You’d have to package this carefully, because if you simply announced you wanted to slash Medicare by perhaps a trillion dollars or more over the next decade or so, you’d get slaughtered by AARP and earn the wrath of liberal Democrats and particularly seniors, the majority of whom tend to vote Democratic, or at least they used to.

So you’d talk about eliminating "waste, fraud and abuse" in the system. Few would believe there’s much hope in that, so you’d add the idea of changing the provider payment incentives to get equal or better care by changing how providers practice medicine. You’d talk about "bending the cost curve" and warn folks that unless we did something dramatic, the Medicare deficits would overwhelm the federal budget and dominate the GDP.

It would be useful to have bipartisan cover for the risks of incurring seniors’ wrath, but since the Republicans would be unlikely to participate openly in such a scheme and would rather use it to scare seniors, you probably couldn’t count of them. So you’d settle for a small, manageable "bipartisan" group you could more easily control and which would provide at least temporary cover while you put the package together.

Of course, the core of the Democratic Party would never stand for doing this in lieu of pursuing universal coverage, let alone doing it alone and accepting the risks. But you might be able to convince them you were trying to enact broader "health care reform" and then slip the Medicare package inside the broader effort. That would get the Democrats, including the reform-minded progressives, fully engaged in the details of "reform" while continuing to move the main Medicare piece through the more controlled "gang of six."

Part of the Medicare savings would have to come from reducing subsidies for Medicare Advantage insurers and providers. But to make that acceptable to insurers, you’d offer a deal to AHIP that they’d make up for the losses by getting millions of new customers, which would come from the mandates the "reformists" would impose in pursuit of universal coverage. Once Karen Ignagni signed off on this deal (as she did last spring), and sold it as "we accept no prior conditions in exchange for mandates," a major piece would be in place.

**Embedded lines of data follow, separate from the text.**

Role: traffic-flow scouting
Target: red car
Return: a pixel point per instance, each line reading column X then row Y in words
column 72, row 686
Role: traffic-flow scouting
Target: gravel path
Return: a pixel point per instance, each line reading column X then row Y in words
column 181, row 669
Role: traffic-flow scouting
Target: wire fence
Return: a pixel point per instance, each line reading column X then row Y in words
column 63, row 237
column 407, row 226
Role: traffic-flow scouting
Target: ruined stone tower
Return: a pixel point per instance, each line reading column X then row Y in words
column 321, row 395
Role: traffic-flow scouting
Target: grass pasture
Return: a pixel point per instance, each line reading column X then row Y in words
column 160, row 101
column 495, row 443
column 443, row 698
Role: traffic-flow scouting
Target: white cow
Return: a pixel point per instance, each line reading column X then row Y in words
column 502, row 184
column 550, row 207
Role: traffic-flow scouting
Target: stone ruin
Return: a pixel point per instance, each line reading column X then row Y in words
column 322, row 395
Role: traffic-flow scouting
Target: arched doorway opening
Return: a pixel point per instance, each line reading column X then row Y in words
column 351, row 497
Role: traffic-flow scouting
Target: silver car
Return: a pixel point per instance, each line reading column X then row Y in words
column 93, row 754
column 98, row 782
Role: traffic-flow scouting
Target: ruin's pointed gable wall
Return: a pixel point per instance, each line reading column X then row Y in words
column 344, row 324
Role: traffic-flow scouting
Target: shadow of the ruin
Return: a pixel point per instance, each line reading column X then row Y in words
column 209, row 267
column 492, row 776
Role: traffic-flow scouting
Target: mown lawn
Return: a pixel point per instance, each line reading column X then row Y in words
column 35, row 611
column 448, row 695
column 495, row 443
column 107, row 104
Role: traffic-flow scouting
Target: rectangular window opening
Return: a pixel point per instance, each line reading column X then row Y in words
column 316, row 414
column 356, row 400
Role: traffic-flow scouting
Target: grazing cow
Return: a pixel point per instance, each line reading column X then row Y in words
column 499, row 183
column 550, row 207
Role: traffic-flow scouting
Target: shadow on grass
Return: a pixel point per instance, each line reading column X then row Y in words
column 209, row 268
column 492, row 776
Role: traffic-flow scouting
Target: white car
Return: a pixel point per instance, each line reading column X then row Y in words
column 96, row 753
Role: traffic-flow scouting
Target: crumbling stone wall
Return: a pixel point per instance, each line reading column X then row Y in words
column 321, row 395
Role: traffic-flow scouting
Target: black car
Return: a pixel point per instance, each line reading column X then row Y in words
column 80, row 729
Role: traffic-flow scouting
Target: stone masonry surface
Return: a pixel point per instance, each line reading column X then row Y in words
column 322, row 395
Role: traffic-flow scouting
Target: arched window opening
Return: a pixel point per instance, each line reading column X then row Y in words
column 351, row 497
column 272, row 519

That would leave only the difficult piece where you ease the Democrats, and roll the progressives, so that they bought the whole "incremental" argument. You’d sell a package that included some expansion in coverage but wasn’t really reform. And since expansion wasn’t your priority in the first place, you’d signal in the President’s speech that (1) you had to keep costs under about $900 billion and (2) new revenues could only come from within the health sector.

You’d have the President demand these two arbitrary limits in a national speech to make them hard to overturn. Of course, neither limit had any intrinsic merits; in fact if you wanted true reforms and universality, you’d initially have to find major revenues outside the system, just as the House had done, until the potential savings you hoped to achieve could materialize (or not) within the sector. But if the President set out these limits, and most Democrats didn’t immediately scream, you’d be home free.

As final negotiations moved ahead, Progressive would realize they’d been had. They’d watch in horror as the $900 billion for expansion and affordability got cut down to $800 billion and then $700 billion as the WH originally suggested, exacerbating the risks their yes votes would force the uninsured to purchase junk insurance at prices they couldn’t afford but their no votes [would leave them uncovered and either vote risked tanking the party.]

So there it is: the Pete Petersons would get drastic trillion dollar cuts in Medicare, while Democrats tried to hide from seniors the fact they’ve been asked to risk benefit cuts to fund a questionable expansion of coverage which, after all, was only a cover for hacking Medicare. It’s a neat trick.

And all that stuff about the "public health insurance option" and co-ops and/or triggers? Nice diversion, but gosh, we just don’t have the votes in the Senate.

All of this was done in plain sight. This was never multidimensional chess. It was just the simple card game of gin. You just had to look at the cards in a different way.